Anonymous wrote:My field dried up and died while I was a SAHM. I'm now working on setting up a home-based business in a related, but different field. It's a hard slog, and I feel very dispirited and discouraged much of the time. All my old colleagues have left the field or if they are still there, are hanging on by their fingernails, and say life is beyond miserable.
I'm not really grieving, though, OP. I never loved my field, just enjoyed it, but it wasn't my passion. I loved feeling competent and building up skills, and now all that experience is lost, which is so sad.
What's life all about if there are no rewards for working hard and becoming good at something? It really does feel terrible, so I suppose I am actually grieving that
loss. It will take me 20 years to build up comparable skills in my new field, and by that time I will be old indeed.
I never signed up for this. I thought I'd reap the rewards of all my hard work in my old age. Now it looks like I'm headed for nothingness.

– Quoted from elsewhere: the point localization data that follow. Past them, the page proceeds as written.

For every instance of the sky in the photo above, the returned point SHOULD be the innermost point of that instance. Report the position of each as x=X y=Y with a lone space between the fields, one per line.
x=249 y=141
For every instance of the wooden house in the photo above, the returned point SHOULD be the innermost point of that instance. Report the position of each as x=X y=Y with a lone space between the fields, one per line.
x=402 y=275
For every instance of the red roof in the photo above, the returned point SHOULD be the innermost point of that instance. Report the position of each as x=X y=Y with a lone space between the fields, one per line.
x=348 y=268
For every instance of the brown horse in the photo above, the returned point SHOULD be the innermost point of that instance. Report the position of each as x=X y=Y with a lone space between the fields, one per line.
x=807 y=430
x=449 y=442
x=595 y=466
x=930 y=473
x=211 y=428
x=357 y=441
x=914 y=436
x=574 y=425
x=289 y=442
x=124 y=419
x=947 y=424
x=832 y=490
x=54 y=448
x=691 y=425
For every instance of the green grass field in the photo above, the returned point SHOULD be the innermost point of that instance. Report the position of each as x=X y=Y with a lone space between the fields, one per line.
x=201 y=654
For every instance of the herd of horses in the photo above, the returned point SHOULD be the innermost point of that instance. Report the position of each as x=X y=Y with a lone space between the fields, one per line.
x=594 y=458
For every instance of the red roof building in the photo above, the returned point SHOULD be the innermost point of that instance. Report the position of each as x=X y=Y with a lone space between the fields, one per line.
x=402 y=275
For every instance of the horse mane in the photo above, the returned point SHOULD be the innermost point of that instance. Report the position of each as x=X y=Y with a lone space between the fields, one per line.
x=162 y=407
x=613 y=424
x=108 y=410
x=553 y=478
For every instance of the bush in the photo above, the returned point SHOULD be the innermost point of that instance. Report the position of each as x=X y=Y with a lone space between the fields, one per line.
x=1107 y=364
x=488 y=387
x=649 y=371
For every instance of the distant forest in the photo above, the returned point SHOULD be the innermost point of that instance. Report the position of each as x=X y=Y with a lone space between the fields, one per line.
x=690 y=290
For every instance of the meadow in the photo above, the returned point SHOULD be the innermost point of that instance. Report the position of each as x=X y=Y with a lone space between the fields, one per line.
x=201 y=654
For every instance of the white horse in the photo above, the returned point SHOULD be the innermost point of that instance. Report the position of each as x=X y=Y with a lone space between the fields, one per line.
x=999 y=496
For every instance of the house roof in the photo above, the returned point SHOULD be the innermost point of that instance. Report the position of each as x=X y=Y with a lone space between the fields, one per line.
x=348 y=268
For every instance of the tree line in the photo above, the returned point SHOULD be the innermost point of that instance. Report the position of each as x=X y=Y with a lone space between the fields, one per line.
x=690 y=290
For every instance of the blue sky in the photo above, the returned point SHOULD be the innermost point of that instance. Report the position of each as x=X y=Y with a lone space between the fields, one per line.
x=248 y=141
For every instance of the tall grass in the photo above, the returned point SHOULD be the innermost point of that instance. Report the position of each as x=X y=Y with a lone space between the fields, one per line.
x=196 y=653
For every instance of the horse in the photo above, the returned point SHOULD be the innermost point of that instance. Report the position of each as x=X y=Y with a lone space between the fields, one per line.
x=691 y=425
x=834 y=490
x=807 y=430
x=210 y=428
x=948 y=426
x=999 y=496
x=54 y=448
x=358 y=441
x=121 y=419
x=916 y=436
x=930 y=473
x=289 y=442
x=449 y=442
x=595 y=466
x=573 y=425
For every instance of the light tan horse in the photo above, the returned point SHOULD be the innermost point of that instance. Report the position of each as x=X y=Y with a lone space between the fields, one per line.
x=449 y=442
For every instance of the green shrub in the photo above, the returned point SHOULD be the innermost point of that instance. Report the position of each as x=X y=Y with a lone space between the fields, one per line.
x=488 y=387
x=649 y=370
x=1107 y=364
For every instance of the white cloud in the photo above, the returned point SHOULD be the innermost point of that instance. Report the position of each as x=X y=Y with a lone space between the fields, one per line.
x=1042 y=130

Sheesh, buck up PP! Throughout history people have had to deal with challenges like this -- and more. Imagine living in a country where the government is overthrown or the currency is wiped out, from one day to the next.
Congrats for starting your own business. You can do this. Others have and you can too. If things work out, you will thank your lucky stars your former career, which was not your passion, let you off the hook so you could become an entrepreneur and be your own boss. It's hard to do things like that without a reason and life gave you one. Go for it.